We were delightfully surprised to find that the town itself was as beautiful as the church, with extensive narrow cobbled alleyways, a monastery,with a bright little garden, a bustling waterfront with yachts and tour groups, a small fisherman’s harbour, and the obligatory castle.
This evening we are at Seget Camping just short of Trogir, which is just 7 or 8 kms short of Split. We rode our bikes into Trogir late afternoon to have a quick look around. It is a tiny renaissance town jammed onto a tiny little island. This whole area is swarming with huge yachts, and they are abundant around Trogir as well… but the town itself is walled, and has crenellated towers around it.

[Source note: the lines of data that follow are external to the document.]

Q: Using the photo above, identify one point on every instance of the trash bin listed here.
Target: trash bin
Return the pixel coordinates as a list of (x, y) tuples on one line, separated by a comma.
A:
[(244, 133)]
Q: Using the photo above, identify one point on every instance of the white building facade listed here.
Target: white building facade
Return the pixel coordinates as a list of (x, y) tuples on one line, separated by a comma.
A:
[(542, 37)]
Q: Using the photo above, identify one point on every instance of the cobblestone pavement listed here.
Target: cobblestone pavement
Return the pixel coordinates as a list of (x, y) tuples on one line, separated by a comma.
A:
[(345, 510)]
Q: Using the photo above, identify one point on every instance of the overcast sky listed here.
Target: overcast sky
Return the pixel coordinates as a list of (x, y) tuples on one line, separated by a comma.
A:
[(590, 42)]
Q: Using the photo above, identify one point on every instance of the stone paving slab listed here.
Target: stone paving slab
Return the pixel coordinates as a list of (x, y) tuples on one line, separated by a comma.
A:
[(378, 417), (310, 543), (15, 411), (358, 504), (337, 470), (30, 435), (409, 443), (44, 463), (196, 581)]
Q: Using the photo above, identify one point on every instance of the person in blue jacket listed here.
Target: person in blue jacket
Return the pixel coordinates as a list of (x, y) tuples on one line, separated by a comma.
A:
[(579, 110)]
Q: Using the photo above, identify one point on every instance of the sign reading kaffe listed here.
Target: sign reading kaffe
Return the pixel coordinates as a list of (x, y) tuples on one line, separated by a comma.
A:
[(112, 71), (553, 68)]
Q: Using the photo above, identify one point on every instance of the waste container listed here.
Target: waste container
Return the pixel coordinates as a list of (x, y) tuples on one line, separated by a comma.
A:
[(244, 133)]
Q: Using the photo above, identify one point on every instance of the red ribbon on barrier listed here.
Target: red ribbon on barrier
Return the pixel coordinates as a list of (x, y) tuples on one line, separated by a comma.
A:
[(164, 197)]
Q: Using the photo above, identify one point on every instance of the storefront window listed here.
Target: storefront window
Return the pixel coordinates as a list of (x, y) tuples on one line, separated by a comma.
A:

The plan is to go back in tomorrow for a better look, and explore beyond the small town onto the bigger island behind it as time allows
The campground here is within sight of Trogir, right on the water’s edge with a nice gravel beach. It is still on the expensive side…. about $34 per night… I guess that is expected for waterfront.
We bicycled into Trogir this morning for a good look around. It is a delightful little town, on Roman foundations with marble stone streets and medieval buildings with narrow little laneways, and all surrounded by a waterfront walkway with huge yachts mixed with little fishingboats and passenger ferries.
The plan to bike ride beyond Trogir fell flat when we returned to where our bikes where tied up to find my back tire was pooped. Back tires on a quick release axle are still not as easy to fix as front tires, and I had no patches nor tools with me. So, I took Pat’s bike and rode the 30 minute round trip back to the campsite to retrieve the kit and tools
To reward ourselves for the "punctured" afternoon plans, we biked up the beach a bit to a tiny fishing town with a lovely outdoor restaurant and had a dinner of mixed fish grill, a scampi risotti, and a bottle of local red wine.